State of Denial: Bush at War, Part III
Bob Woodward
Simon & Schuster, 576pp, £18.99
Bob Woodward made his name as the outsider with secret sources who brought down a presidency. He is now official amanuensis to the Washington establishment. It’s no longer hard to guess his sources. When he describes a conversation between George W Bush and Prince Bandar of Saudi Arabia, and the story is to Bandar’s credit, it’s possible to take a stab at who told him it was so.
The fascination of reading Woodward’s books is not the halting prose, one admiral is described as possessing a ‘meticulous nuclear-power-trained mind’, but the way in which he offers a chance for power players to settle scores and to try and rescue their own reputation.
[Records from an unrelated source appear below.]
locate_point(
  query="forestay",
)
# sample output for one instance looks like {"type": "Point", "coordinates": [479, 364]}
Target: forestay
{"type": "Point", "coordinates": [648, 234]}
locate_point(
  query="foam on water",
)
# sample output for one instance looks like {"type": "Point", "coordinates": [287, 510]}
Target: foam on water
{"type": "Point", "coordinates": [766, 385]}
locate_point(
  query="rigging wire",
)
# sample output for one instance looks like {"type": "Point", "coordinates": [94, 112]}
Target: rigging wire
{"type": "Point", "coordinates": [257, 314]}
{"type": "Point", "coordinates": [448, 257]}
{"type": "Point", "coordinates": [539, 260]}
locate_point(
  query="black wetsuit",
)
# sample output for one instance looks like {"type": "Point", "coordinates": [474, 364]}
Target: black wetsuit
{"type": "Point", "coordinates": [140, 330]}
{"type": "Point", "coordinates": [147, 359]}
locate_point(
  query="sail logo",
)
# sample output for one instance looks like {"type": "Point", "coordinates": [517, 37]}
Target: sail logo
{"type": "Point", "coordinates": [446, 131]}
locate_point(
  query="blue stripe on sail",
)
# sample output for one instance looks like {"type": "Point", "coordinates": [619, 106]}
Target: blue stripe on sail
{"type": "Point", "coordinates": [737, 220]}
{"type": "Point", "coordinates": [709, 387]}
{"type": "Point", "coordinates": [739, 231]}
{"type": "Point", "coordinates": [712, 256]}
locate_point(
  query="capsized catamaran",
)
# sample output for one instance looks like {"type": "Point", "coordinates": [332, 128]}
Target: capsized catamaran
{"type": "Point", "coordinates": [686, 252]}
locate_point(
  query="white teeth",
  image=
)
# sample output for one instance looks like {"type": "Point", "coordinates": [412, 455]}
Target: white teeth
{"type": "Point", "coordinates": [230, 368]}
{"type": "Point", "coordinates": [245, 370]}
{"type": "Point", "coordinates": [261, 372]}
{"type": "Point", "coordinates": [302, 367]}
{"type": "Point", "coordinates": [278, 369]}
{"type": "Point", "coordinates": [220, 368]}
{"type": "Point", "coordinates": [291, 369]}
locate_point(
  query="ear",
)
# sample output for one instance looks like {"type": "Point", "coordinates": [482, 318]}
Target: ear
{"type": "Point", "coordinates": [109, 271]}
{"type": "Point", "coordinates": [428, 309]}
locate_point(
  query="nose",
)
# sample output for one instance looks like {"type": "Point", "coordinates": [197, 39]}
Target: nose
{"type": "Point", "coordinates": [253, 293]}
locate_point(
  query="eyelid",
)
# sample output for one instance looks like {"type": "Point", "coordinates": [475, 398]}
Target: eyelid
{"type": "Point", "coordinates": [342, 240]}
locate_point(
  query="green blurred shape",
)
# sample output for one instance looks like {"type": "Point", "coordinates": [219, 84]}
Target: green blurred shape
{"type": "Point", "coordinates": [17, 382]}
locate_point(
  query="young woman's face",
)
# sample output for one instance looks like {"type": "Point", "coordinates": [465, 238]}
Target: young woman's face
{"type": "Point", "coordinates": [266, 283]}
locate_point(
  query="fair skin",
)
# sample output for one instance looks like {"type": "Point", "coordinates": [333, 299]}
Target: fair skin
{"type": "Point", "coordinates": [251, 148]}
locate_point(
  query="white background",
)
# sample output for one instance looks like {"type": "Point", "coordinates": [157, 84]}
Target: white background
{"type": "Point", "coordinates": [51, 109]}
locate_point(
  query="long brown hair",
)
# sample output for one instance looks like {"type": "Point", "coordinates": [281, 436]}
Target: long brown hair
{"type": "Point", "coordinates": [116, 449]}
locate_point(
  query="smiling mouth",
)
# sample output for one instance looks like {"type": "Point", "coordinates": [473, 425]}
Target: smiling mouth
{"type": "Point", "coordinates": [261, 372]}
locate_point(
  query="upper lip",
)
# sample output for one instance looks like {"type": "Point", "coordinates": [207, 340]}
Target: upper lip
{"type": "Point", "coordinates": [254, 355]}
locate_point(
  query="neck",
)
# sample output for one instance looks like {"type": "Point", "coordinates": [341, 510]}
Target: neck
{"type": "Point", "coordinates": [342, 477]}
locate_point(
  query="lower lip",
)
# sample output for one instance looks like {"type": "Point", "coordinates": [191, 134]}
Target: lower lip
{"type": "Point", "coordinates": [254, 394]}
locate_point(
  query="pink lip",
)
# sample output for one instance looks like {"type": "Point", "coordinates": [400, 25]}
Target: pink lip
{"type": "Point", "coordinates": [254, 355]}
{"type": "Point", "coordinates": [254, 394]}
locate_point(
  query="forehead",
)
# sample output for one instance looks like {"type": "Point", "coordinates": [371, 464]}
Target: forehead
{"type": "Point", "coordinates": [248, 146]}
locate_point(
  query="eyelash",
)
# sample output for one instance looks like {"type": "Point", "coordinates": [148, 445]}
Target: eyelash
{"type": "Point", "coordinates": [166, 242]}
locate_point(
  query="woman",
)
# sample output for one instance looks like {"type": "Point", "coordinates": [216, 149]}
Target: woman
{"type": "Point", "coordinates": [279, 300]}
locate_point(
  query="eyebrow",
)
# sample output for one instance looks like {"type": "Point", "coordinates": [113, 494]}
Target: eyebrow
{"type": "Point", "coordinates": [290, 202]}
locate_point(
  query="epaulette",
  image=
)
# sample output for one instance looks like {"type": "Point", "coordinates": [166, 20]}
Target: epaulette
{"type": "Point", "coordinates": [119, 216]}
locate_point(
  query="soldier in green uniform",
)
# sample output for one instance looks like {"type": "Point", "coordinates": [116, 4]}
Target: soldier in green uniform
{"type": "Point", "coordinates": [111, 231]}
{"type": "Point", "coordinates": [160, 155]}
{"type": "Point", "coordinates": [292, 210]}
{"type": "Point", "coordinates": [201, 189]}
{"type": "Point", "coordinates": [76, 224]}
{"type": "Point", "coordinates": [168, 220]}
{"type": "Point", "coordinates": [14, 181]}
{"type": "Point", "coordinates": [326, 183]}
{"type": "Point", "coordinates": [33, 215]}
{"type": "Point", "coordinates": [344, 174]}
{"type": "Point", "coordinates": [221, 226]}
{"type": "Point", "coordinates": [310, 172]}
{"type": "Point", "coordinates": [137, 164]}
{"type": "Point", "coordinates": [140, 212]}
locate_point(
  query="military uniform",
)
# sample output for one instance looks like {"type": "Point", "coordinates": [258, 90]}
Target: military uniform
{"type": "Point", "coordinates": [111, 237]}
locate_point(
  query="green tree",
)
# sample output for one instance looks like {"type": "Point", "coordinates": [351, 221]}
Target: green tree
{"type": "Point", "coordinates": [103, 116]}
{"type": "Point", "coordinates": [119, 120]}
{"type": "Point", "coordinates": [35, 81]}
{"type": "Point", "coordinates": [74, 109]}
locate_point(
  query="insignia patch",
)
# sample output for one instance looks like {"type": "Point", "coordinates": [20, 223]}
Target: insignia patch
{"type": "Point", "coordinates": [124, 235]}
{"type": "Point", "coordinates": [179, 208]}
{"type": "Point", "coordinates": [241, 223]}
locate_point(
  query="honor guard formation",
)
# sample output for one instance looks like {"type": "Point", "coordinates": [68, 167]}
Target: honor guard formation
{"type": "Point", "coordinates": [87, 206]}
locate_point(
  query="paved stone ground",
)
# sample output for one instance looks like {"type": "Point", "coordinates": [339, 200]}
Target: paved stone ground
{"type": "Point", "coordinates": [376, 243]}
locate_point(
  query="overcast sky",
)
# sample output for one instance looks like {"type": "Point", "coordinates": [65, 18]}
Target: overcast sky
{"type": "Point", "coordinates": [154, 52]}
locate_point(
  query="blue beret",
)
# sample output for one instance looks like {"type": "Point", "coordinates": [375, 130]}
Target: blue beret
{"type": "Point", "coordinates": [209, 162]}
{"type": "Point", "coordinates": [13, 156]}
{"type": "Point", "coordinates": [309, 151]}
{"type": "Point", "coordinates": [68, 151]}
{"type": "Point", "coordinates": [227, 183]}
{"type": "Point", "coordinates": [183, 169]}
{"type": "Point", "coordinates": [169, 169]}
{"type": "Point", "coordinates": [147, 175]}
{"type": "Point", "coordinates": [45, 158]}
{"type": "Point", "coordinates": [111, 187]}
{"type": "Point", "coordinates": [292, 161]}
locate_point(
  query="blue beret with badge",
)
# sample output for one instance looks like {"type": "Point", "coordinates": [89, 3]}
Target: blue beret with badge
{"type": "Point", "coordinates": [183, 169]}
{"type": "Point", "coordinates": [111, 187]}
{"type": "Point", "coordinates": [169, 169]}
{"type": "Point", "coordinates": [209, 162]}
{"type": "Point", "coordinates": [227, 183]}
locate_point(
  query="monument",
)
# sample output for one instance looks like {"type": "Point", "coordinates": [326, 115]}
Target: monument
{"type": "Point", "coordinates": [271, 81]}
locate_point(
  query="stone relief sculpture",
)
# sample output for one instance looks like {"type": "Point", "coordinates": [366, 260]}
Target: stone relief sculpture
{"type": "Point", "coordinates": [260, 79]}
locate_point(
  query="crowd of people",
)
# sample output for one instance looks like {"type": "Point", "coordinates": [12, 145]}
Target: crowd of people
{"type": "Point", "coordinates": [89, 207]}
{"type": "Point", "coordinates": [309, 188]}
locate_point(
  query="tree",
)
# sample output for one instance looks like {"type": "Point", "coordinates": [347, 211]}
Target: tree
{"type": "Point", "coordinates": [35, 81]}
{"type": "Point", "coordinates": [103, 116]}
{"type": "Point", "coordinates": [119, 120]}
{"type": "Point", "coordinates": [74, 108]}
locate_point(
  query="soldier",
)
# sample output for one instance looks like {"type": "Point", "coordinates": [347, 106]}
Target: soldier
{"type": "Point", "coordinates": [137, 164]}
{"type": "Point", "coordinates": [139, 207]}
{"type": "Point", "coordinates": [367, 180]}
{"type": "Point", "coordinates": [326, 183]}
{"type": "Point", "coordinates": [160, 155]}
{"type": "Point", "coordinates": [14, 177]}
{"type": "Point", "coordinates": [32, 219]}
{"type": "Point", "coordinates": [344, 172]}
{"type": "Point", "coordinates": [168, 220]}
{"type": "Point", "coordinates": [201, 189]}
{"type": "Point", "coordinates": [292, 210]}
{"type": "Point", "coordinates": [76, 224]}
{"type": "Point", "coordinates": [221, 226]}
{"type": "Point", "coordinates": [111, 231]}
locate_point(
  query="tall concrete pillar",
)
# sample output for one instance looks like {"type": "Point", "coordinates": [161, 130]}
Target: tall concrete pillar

At my school there was a certain toilet cubicle wall where the scribblings revealed who was up, down, hot or not. Washington has Woodward instead.
This book, Woodward’s third on Bush’s presidency since 9/11, shows the king rats of Washington scrabbling to escape the capsizing White House. His first, Bush at War, was written almost as a Tom Clancy book, with Bush as action hero. The Second, Plan of Attack, showed the cracks emerging by 2004. Now the whole town is briefing against the president and the chief scapegoat, Donald Rumsfeld.
Anyone giving this the ‘Washington read’ – that is starting with the index – will find Tony Blair conspicuous by his inconspicuousness. He appears occasionally, coupled to anodyne statements. Except one intriguing comment that the British government sent ‘operatives’ to bolster Allawi’s election bid, when even the Americans knew to leave well alone.